WASHINGTON – Yesterday, Rep. Madeleine Dean introduced legislation to create a Science Advisory Board (the Board) at the Office of Justice Programs (OJP) within the Department of Justice. The Board will be responsible for integrating scientific knowledge into crime-reduction efforts, as well as for using research, data, and evidence to guide the OJP’s grants, programs, and activities. The legislation is cosponsored by Rep. Dwight Evans (PA-03), Rep. Mary Gay Scanlon (PA-05), and Rep. Jesús “Chuy” García (IL-04). A companion bill in the Senate is sponsored by Sens. Schatz (HI), Markey (MA), and Booker (NJ).


“Our criminal justice system – like every aspect of government – needs to be guided by the very best research and evidence available,” said Rep. Dean. “Scientific research helps us figure out what works, what doesn’t, and how we can improve. It’s an indispensable element of good governance.”


“We have an obligation to ensure that our justice system is both accessible and fair,” said Rep. Scanlon. “This bill is a great step towards making our justice system more evidence based and in turn more equitable.”


“We need to restore this tool in the toolbox to help reduce crime and increase trust between communities and police,” said Rep. Evans. “This is an especially crucial time for rebuilding trust between Philadelphians and the police officers whose duty is to protect and serve.”

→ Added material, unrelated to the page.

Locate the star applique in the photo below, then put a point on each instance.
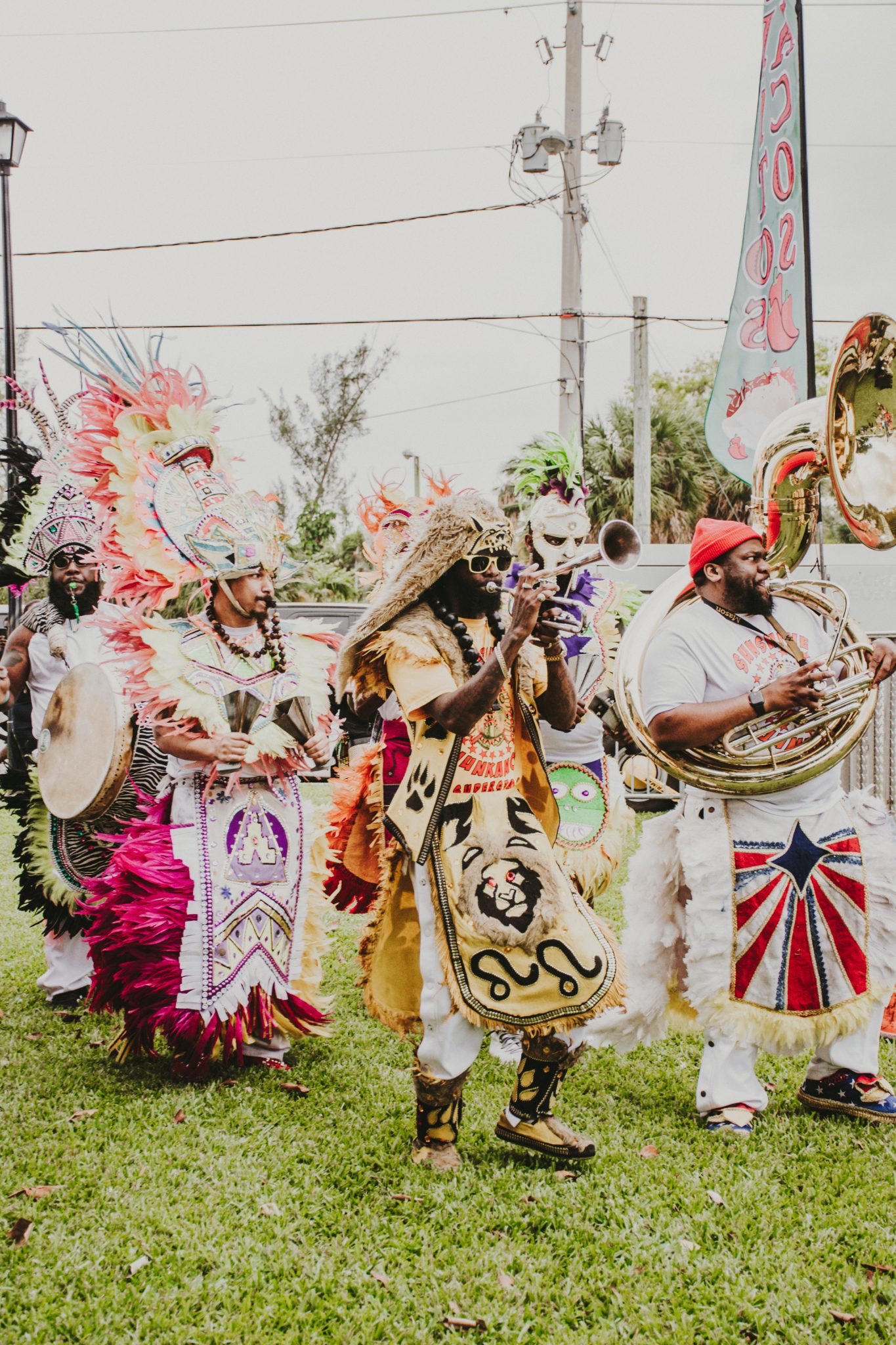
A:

“In my home city of Chicago, there is often distrust between the police force and the communities it serves,” said Rep. Garcia. “The federal government should help cities understand best practices, but the guidance should be informed by the best scientific data available on what works and what doesn’t. Until it was disbanded by the Trump administration last year, the Justice Department’s scientific advisory board (SAB) was doing this research. I am proud to co-sponsor the Improving Justice through Science Act, which re-establishes the SAB and brings experts back to the criminal justice reform effort.”


The Board was originally chartered by the Obama Administration in 2010 and provided OJP with guidance in a number of proactive criminal justice reform efforts, including:


  • the importance of trauma-informed care,
  • procedural justice and building trust between police and communities, and
  • youth brain development and implications for juvenile justice programs.

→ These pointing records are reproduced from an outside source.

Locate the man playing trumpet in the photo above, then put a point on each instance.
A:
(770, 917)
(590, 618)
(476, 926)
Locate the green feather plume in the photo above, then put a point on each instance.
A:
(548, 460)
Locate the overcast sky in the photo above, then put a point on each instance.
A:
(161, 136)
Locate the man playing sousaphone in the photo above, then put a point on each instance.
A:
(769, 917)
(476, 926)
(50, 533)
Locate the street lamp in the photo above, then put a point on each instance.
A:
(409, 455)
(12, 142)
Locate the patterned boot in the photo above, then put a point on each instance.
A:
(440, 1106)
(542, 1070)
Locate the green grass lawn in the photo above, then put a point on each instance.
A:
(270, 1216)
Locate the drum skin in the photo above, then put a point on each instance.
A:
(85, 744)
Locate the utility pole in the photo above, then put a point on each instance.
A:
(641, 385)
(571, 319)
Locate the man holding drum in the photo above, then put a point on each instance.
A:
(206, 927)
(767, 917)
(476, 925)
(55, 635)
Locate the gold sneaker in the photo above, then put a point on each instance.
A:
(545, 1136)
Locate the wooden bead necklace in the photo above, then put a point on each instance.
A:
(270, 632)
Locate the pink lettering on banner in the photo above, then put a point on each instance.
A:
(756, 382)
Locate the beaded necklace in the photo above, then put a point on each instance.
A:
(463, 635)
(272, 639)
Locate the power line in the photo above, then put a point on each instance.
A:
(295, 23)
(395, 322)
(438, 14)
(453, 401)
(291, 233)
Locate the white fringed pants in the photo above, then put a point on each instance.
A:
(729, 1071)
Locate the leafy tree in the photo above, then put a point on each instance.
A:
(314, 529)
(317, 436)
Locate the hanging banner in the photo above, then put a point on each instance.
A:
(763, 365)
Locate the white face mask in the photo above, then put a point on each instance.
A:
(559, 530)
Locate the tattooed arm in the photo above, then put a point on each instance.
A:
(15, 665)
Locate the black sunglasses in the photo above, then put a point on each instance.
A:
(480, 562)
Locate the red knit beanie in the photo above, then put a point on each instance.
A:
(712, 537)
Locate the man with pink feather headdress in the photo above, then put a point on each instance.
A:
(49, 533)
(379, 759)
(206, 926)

The Board also made numerous contributions to the public safety investments of OJP, including guidelines for implementing and evaluating place-based crime reduction interventions and a tool for police departments to enhance communications with communities about their operations and successes.


Unfortunately, the Trump Administration did not convene the Board for over a year until finally disbanding it in December, 2018.


Rep. Dean’s legislation will establish a Science Advisory Board comprised of 26 criminologists and criminal justice researchers appointed by the Attorney General for terms of four years. The Board will:


  • Meet on a regular basis to discuss the relationship between science, research, and ongoing criminal and juvenile justice departmental activities;
  • Coordinate with other Federal, State, local, tribal, territorial, and private sector partners.
  • Advise the Assistant Attorney General on policy development, program implementation, and evaluation; identify research needs and opportunities and make policy recommendations.


Supporters of the bill include the Center for American Progress, American Psychological Association, Crime and Justice Research Alliance, and Consortium of Social Science Associations.


Rep. Madeleine Dean is a mother, grandmother, attorney, professor, former four-term member of the Pennsylvania House of Representatives, and U.S. Representative for the Fourth District of Pennsylvania.